There was one more visit to make, though. It had been a long day and a terrible weariness was coming over Valentine now. But he felt some inner need to cover all the basic territory in a single sweep; and so, once darkness had fallen, he asked Magadone Sambisa to conduct him to the village of the Metamorph labourers.

She was unhappy about that. “We don’t usually like to intrude on them after they’ve finished their day’s work and gone back there, your majesty.”

“You don’t usually have murders here, either. Or visits from the Pontifex. I’d rather speak with them tonight than disrupt tomorrow’s digging, if you don’t mind,”

Deliamber accompanied him once again. At her own insistence, so did Lisamon Hultin. Tunigorn was too tired to go—his hike through the ruins at midday had done him in—and Mirigant was feeling feverish from a touch of sunstroke; but formidable old Duke Nascimonte readily agreed to ride with the Pontifex, despite his great age. The final member of the party was Aarisiim, the Metamorph member of Valentine’s security staff, whom Valentine brought with him not so much for protection—Lisamon Hultin would look after that—as for the hsirthiir problem.

Aarisiim, turncoat though he once had been, seemed to Valentine to be as trustworthy as any Piurivar was likely to be: he had risked his own life to betray his master Faraataa to Valentine in the time of the Rebellion, when he had felt that Faraataa had gone beyond all decency by threatening to slay the Metamorph queen. He could be helpful now, perhaps, detecting things that eluded even Deliamber’s powerful perceptions.

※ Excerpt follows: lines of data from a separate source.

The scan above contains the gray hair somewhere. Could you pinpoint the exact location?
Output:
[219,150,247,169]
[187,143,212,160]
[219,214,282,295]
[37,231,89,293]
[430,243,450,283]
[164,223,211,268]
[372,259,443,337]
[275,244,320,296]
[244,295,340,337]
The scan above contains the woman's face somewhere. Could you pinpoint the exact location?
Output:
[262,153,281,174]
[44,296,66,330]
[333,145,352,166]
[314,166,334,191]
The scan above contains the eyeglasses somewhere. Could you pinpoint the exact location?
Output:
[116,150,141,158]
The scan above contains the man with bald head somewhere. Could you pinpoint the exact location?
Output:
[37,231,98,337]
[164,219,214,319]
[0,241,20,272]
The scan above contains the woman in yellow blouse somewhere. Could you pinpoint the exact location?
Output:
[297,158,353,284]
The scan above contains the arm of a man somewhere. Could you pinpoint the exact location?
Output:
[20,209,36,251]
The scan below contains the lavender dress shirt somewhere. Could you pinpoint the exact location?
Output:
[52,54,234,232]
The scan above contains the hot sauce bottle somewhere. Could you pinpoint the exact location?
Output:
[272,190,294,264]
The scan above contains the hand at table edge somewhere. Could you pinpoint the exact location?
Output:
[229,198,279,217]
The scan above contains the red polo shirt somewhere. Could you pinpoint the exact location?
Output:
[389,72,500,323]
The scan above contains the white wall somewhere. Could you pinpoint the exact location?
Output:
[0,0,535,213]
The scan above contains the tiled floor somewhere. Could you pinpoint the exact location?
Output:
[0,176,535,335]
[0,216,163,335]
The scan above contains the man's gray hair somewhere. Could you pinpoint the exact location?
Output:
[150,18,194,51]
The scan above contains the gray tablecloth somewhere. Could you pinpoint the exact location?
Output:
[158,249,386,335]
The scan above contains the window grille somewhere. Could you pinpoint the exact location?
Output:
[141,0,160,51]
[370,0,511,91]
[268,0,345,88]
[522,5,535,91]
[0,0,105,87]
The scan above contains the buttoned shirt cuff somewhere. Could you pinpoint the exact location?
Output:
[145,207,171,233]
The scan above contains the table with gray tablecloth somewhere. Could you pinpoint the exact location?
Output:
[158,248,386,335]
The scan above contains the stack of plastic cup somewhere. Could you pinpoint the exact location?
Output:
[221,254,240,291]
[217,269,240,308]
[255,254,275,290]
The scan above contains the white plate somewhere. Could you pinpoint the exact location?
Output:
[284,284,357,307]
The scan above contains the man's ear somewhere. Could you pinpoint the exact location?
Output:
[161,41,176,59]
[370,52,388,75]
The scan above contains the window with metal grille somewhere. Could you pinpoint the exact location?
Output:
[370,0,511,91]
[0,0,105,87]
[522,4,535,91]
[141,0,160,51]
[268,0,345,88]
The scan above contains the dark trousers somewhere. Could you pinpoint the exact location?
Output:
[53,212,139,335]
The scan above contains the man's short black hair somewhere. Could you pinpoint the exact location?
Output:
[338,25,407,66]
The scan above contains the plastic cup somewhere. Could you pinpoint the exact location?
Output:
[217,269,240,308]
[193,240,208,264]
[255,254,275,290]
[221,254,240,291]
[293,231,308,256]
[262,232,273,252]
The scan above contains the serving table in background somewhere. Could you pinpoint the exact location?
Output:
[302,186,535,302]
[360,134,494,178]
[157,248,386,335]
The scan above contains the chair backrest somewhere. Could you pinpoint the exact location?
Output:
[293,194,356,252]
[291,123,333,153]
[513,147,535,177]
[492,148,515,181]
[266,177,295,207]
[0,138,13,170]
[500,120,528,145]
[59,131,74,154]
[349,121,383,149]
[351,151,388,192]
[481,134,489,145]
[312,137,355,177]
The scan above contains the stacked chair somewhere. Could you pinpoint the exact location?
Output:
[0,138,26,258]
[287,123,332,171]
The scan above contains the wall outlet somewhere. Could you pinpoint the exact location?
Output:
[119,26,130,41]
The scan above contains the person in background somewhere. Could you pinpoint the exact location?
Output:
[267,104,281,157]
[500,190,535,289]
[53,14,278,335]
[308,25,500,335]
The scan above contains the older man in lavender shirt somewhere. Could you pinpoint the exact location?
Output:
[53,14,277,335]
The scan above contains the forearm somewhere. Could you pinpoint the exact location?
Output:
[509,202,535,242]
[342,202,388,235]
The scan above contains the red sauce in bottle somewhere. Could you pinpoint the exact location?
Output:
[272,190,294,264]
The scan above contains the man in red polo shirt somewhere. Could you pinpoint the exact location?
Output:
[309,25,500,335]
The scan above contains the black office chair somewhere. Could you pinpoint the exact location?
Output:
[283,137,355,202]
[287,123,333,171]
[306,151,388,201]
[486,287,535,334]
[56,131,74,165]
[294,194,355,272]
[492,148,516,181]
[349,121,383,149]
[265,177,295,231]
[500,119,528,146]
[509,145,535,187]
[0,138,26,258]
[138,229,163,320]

The labourers’ village was a gaggle of meagre wickerwork huts outside the central sector of the dig. In its flimsy makeshift look it reminded Valentine of Ilirivoyne, the Shapeshifter capital in the jungle of Zimroel, which he had visited so many years before. But this place was even sadder and more disheartening than Ilirivoyne. There, at least, the Metamorphs had had an abundance of tall straight saplings and jungle vines with which to build their ramshackle huts, whereas the only construction materials available to them here were the gnarled and twisted desert shrubs that dotted the Velalisier plain. And so their huts were miserable little things, dismally warped and contorted.

They had had advance word, somehow, that the Pontifex was coming. Valentine found them arrayed in groups of eight or ten in front of their shacks, clearly waiting for his arrival. They were a pitiful starved-looking bunch, gaunt and shabby and ragged, very different from the urbane and cultivated Metamorphs of Magadone Sambisa’s archaeological team. Valentine wondered where they found the strength to do the digging that was required of them in this inhospitable climate.